Now that Hillary Clinton is back as the frontrunner, I thought that it would be worth my while to reread her Foreign Affairs article.
Hillary Clinton’s contribution in the Foreign Affairs series of “If elected I would” essays by the presidential candidates* caused considerable distress within the Japanese establishment because it said that “[o]ur relationship with China will be the most important bilateral relationship in the world in this century”, while mentioning Japan only in passing. Part of the dismay is rooted in the widely held belief among these people that, generally speaking, the alliance has gone smoother when Republicans have been in charge**. More specifically, the Clinton administration put on a full-court charm offensive on China, while Japan-U.S. relations languished under an uncommon level of animosity over trade issues.
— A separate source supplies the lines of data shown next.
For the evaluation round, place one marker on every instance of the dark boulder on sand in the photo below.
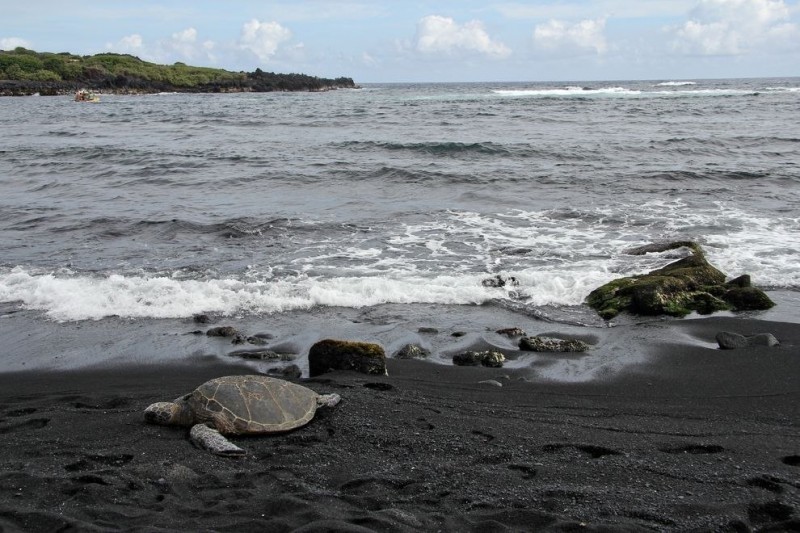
(686, 285)
(330, 354)
(222, 331)
(549, 344)
(489, 358)
(730, 341)
(412, 351)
So is this guilt by association? No. Not when Mrs. Clinton’s top foreign policy advisors, Madeline K. Albright and Richard Holbrooke, as well as much of the rest of her team also figured prominently in the Clinton administration. No. Not when she lists her eight years in the White House on her résumé under Experience. But…
First of all, in foreign affairs, top billing is often a mixed blessing, or worse. For China’s name first comes up in the list of “unprecedented array of challenges in the twenty-first century, threats from states, nonstate actors, and nature itself”. It would be hard to derive even a twisted sense of satisfaction from being mentioned in the same breath as “two wars, a long-term campaign against global terrorist networks, and growing tension with Iran as it seeks to acquire nuclear weapons[;] … a resurgent Russia whose future orientation is uncertain[;]… a rapidly growing China that must be integrated into the international system (my italics)[;]… an unpredictable and dangerous situation in the Middle East that threatens Israel and could potentially bring down the global economy by disrupting oil supplies[;]… and the looming long-term threats of climate change and a new wave of global health epidemics.” And you know what happened the last time we really challenged the United States***.
Mrs. Clinton goes on to explain her position on these challenges one-by-one, and it is in this context that “the most important bilateral relationship” must be understood. Indeed, Japan is first mentioned here as part of the solution, as she writes, “The United States should undertake a joint program with China and Japan to develop new clean-energy sources, promote greater energy efficiency, and combat climate change.”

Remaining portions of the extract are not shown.